EDGAR VITAL  (CHE)    1883–1970

Er gehörte 1936 zu den Mitbegründern der Bündner Sektion der „Gesellschaft Schweizerischer Ma­ler, Bildhauer und Architekten“ (GSMBA) und galt somit als Professio­neller seiner Zunft.

Schweizer Kunstmaler 1883–1970 - Herbst - Ölgemälde mit Holzrahmen
Herbst

Bildnummer: 0495

1945 | Oel auf Leinwand

63 x 49 cm, mit Holzrahmen

Signatur vorne

 

SOLD

Würdigung

von Dr. Beat Stutzer, Direktor Bündner Kunstmuseum, 04.09.2007

Edgar Vital (1883-1970), der in Ftan als Maler, Zeichner und Illustrator wirkte, gehört zu den wichtigen Exponenten einer figurativen Kunst in der ersten Hälfte des 20. Jahrhun­derts. Auch wenn er sich auf Grund biografischer Umstände über weniger Resonanz erfreuen konnte als manche andere seiner Generation, ist sein künstlerisches Schaffen nicht unbedeutend und als wesentlicher Beitrag zur Landschafts- und Bildnismalerei Graubündens zu werten.

Die Bedeutung Edgar Vitals manifestiert sich nicht zuletzt im Umstand, dass er 1936 neben den Malern Leonhard Meisser, Turo Pedretti, Ernst Rinderspacher, Etienne Tach und Giacomo Zanilari zu den Gründungsmitgliedern der Bündner Sektion der GSMBA (Gesellschaft Schweizer Maler, Bild­hauer und Architekten) gehörte – also als Professioneller seiner Zunft galt. An eine breitere Öffentlichkeit ist Edgar Vital anlässlich von zwei Ausstellungen von 1929 und 1954 im Bündner Kunstmuseum getreten.

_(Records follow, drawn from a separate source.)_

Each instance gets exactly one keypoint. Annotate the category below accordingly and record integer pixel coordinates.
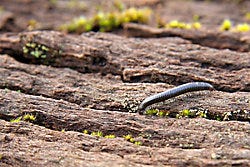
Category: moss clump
(16, 120)
(29, 117)
(242, 27)
(107, 21)
(85, 131)
(226, 25)
(130, 138)
(183, 25)
(98, 134)
(110, 136)
(247, 16)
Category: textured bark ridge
(96, 81)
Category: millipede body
(188, 87)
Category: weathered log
(142, 61)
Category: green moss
(107, 21)
(127, 137)
(132, 140)
(243, 27)
(151, 111)
(85, 131)
(16, 120)
(29, 117)
(138, 143)
(110, 136)
(183, 25)
(98, 134)
(226, 25)
(247, 16)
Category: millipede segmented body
(188, 87)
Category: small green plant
(183, 25)
(247, 16)
(98, 134)
(110, 136)
(29, 117)
(107, 21)
(26, 117)
(226, 25)
(242, 27)
(16, 120)
(152, 111)
(157, 112)
(85, 131)
(138, 143)
(132, 140)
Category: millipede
(176, 91)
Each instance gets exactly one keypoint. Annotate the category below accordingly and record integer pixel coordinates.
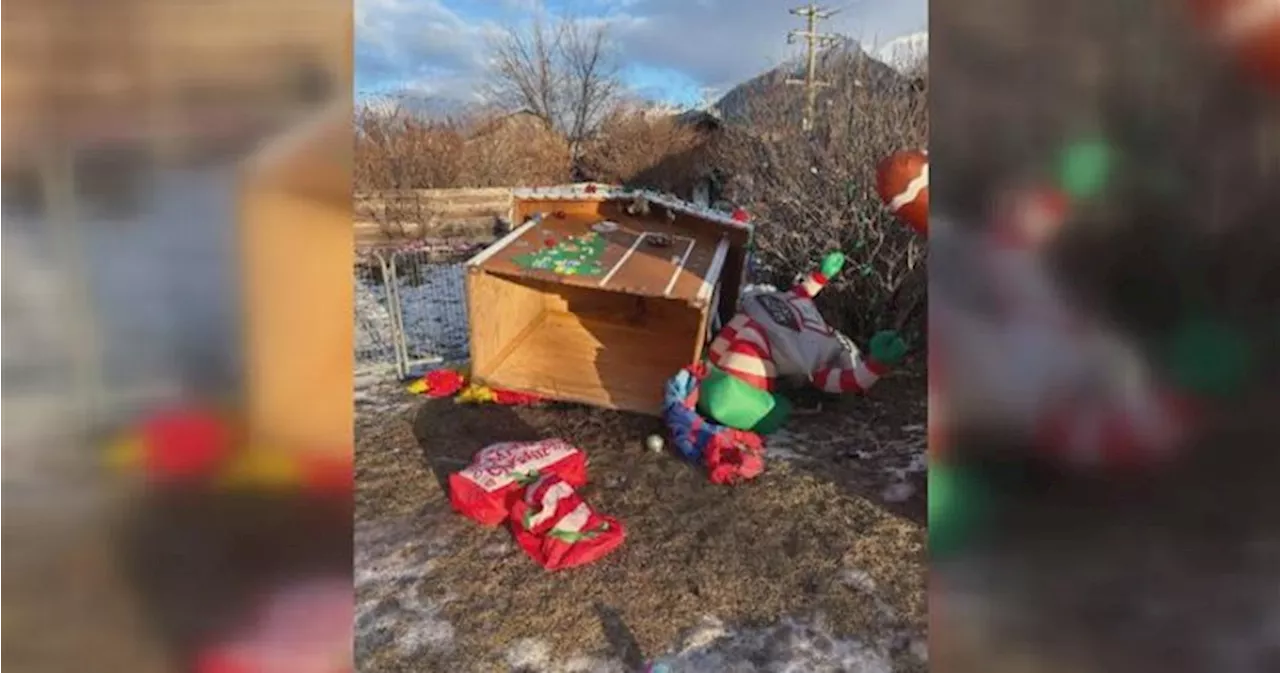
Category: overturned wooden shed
(599, 294)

Später haben sich in erster Linie der Sammler Hans Fontana und der Kunsthistoriker Ulrich Christoffel mit dem Werk Vitals beschäftigt und darüber publiziert.

Leider ist das Schaffen von Edgar Vital in letzter Zeit jedoch kaum noch rezipiert und seine Werke sind bloss noch spärlich gezeigt worden. Der Stellenwert von Vitals Œuvre ist aber nicht zuletzt daran zu messen, dass das Bündner Kunstmuseum in Chur immerhin ein stattliches Ensemble von vierzehn Gemälden Vitals in seiner Sammlung verwahrt (auch wenn diese zur Zeit wegen Platzmangel nicht ausgestellt sind), wobei deren sechs erst vor kurzem, im Jahre 2002, hinzugewonnen wurden.